Stochastic analysis of progressive failure of fractured rock masses containing non-persistent joint sets using key block analysis

A stochastic key block method is developed for the analysis of complex blocky rock masses containing non-persistent joint sets. A robust block generation program is developed to model the non-persistent discontinuities. Various uncertainties of geological and geometrical parameters of the discontinuities are considered and Monte Carlo simulations of key blocks are performed. Based on the present analysis, progressive failure of a rock mass can be evaluated in a stochastic manner and the statistics of the key blocks including the total number and volume, the maximum and mean volume, shape and failure mechanism, etc. can be assessed.

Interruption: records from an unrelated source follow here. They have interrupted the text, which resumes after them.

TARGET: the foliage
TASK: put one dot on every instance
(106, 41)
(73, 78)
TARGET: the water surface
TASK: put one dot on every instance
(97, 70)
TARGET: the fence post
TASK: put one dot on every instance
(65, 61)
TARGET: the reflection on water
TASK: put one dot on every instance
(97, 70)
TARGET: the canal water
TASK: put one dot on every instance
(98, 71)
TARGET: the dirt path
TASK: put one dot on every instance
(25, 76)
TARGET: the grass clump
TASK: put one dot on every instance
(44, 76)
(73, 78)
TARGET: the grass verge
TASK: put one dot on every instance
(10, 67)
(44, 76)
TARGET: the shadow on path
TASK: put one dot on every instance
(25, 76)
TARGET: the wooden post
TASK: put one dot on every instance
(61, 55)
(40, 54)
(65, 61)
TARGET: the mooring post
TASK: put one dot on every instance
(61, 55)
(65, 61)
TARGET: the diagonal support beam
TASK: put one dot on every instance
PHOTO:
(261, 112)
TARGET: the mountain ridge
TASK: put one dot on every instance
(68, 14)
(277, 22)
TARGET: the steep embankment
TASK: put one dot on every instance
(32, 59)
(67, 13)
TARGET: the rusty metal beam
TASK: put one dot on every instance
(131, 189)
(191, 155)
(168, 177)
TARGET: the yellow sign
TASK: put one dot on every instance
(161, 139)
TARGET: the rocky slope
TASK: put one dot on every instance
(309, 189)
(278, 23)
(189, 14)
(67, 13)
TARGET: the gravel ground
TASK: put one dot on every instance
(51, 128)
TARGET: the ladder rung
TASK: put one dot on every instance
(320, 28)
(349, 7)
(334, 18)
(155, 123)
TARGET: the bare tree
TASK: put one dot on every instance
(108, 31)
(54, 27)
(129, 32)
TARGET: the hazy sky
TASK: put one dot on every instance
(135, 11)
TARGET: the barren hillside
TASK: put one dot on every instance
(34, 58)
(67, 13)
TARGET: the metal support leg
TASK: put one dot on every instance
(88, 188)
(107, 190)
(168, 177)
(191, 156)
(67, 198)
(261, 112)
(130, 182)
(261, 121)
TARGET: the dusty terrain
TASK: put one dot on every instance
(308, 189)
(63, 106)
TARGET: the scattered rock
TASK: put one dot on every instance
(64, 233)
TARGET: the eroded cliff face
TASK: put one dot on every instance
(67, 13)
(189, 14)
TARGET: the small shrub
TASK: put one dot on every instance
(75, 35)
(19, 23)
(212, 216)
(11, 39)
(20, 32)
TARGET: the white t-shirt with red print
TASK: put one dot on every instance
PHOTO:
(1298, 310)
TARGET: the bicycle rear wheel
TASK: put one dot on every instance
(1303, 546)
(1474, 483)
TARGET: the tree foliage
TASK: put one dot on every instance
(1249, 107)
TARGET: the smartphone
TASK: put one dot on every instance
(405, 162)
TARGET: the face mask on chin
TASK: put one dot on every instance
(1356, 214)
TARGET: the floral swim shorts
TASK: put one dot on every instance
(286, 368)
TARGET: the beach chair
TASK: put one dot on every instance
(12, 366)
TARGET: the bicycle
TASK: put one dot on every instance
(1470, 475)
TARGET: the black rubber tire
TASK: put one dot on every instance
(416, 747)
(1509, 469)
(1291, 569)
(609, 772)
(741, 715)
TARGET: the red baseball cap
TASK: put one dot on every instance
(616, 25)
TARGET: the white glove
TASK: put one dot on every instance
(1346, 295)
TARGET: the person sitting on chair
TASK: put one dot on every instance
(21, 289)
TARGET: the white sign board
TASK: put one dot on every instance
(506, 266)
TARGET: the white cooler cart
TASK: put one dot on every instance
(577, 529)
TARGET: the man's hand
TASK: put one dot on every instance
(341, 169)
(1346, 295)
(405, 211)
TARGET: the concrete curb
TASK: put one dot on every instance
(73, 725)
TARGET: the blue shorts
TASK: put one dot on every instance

This approach is applied to a hypothetical horseshoe shaped tunnel in a highly fractured rock mass. Three scenarios with varying mean discontinuity size are analyzed to consider size effect on the predicted blocks and key blocks. It is shown quantitatively that a persistent discontinuity network assumption causes over-fragmentation of predicted blocks, overestimation of key blocks, and underestimation of the largest key block volume compared with non-persistent ones. More realistic representation of the discontinuities by considering the non-persistence is important to give out more reliable failure estimation of fractured rock mass. In addition, a case study application to a slope at the right bank of the Jinping I hydropower station has been conducted. Key block statistics is also helpful in support design.